For better or worse, adventofcode relies heavily on mathematical literacy that I suspect is neither all that common among developers nor all that important to most programming jobs.
Plus there’s no good way within the context of the puzzles to find out what mathematical trick you need if you don’t already know; you need to go find a virtual water cooler.
I may simply be biased because each year it reveals how little I know, but I much prefer interesting programming problems that don’t require me to go to Reddit, read other people’s description of what math is required, go learn the math involved, and then finally implement a solution.
I'd hardly say it relies _heavily_ on obscure math tricks. Typically there's one or two days which require, perhaps, an undergraduate level of math which people would likely get in an intro class during a CS degree.
Most of the problems are around searching a space for some solution or just simulating some state changes. Recent problems involved implementing a higher dimensional version of Conway's game of life[0], a simple arithmetic expression evaluator [1], or a simulator for a simple number game[2] e.g.
The most recent one[3] involves solving a jigsaw puzzle by using a simple backtracking search (or any number of other methods). It's a bit complex, but not reliant on a particular math trick.
The vast majority of the problems in advent of code shouldn't require any math tricks, though they're often complex and involved, particularly as the month goes on.
Ugh. Day 13 part 2 was the only part I had to look up help on because it did rely on a weird math trick. Granted it was definitely covered in an intro to number theory course, but of course I didn’t realize that. Once I had the theorem in hand it was easy to implement.
Interesting - I felt this way about Project Euler, which within the first few problems was exactly as you described - heavy mathematical literacy. I haven't gotten far into an Advent of Code since 2015 (~18 days), but have done the first 5 days of 2020; no mathematical literacy needed.
For 2015, and 2020 so far - its mostly text parsing, data structure building and basic iteration/permutations.
Project Euler 1-50, maybe 1-100, is similar in difficulty level to Advent of Code, I'd say. After that it quickly starts to become about how much number theory you know.
That's true, the later problems are thought-provoking but have prerequisites. I enjoy number theory but I won't mess with currently. I plan to go back to them one day, not sure though :P
Project Euler is very specifically a website that requires both math knowledge and programming ability. It's designed to expose people to difficult math concepts, while advent of code is mostly explicitly for programmers.
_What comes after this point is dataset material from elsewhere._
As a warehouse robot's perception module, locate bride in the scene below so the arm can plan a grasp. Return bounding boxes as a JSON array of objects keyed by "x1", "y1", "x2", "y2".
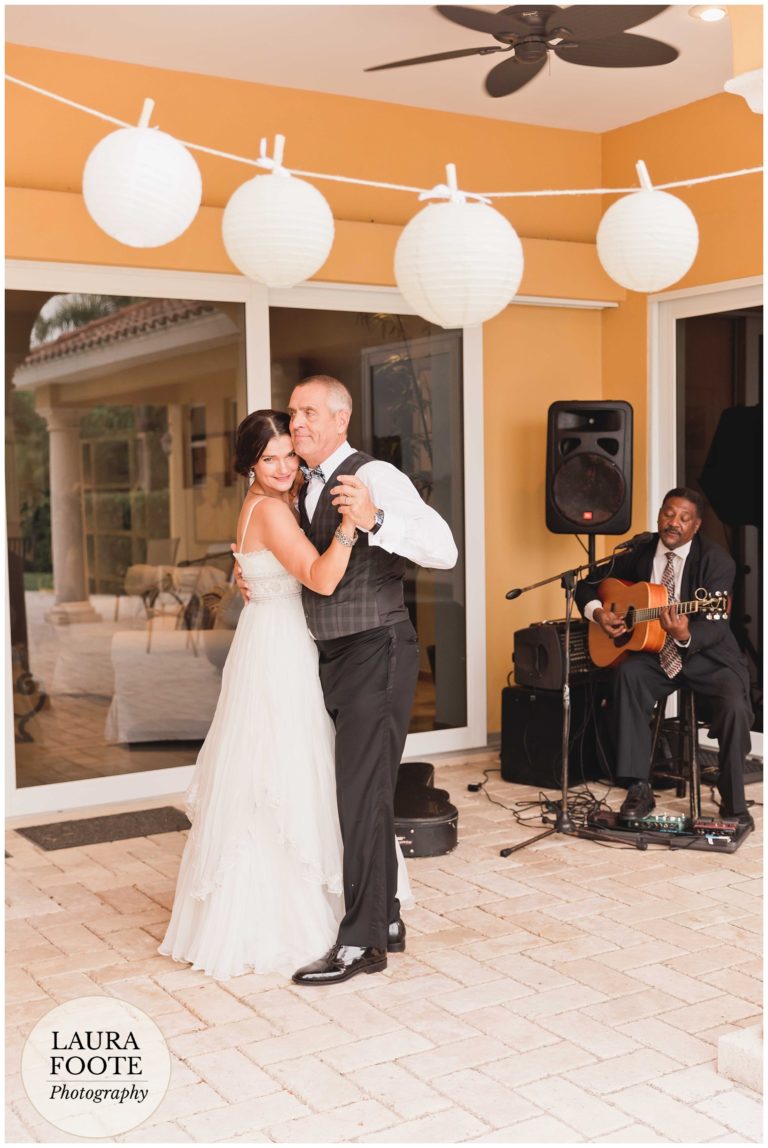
[{"x1": 160, "y1": 410, "x2": 410, "y2": 979}]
I haven't found this years aoc to be too mathematical either. It seems more parsing related, i.e. extract all this info from a line of text is the hardest part.
Not only that but adventofcode seems to leverage purposely-obtuse input formatting as an artificial difficulty enhancement.
I stopped doing advent this year when I realized I was spending more time debugging my parsing than I was actually solving the problems. It's just not that fun for me to sometimes spend 2+ hours finding parse bugs before moving on to the actual puzzle.
The puzzles aren't fun at all. Like you said, they're basically "write a parser + complete a tedious word problem." They require substantial time investment for little creative reward, it's basically masochism.
I strongly disagree. I know nothing about math, yet I'm able to solve almost all the puzzles. The only time this year I was stuck because of math was a puzzle that required knowing about the Chinese remainders theorem, and even then, I've seen users solve the problem with their own intuitive method (which was obviously not as efficient as the theorem, but valid nonetheless).
Yeah, I acknowledged my mistake in a sibling thread. This year’s math adventure wrecked my streak so that’s what I remember, ignoring the fact that I had a streak despite being math clueless.
Plus there’s no good way within the context of the puzzles to find out what mathematical trick you need if you don’t already know; you need to go find a virtual water cooler.
I may simply be biased because each year it reveals how little I know, but I much prefer interesting programming problems that don’t require me to go to Reddit, read other people’s description of what math is required, go learn the math involved, and then finally implement a solution.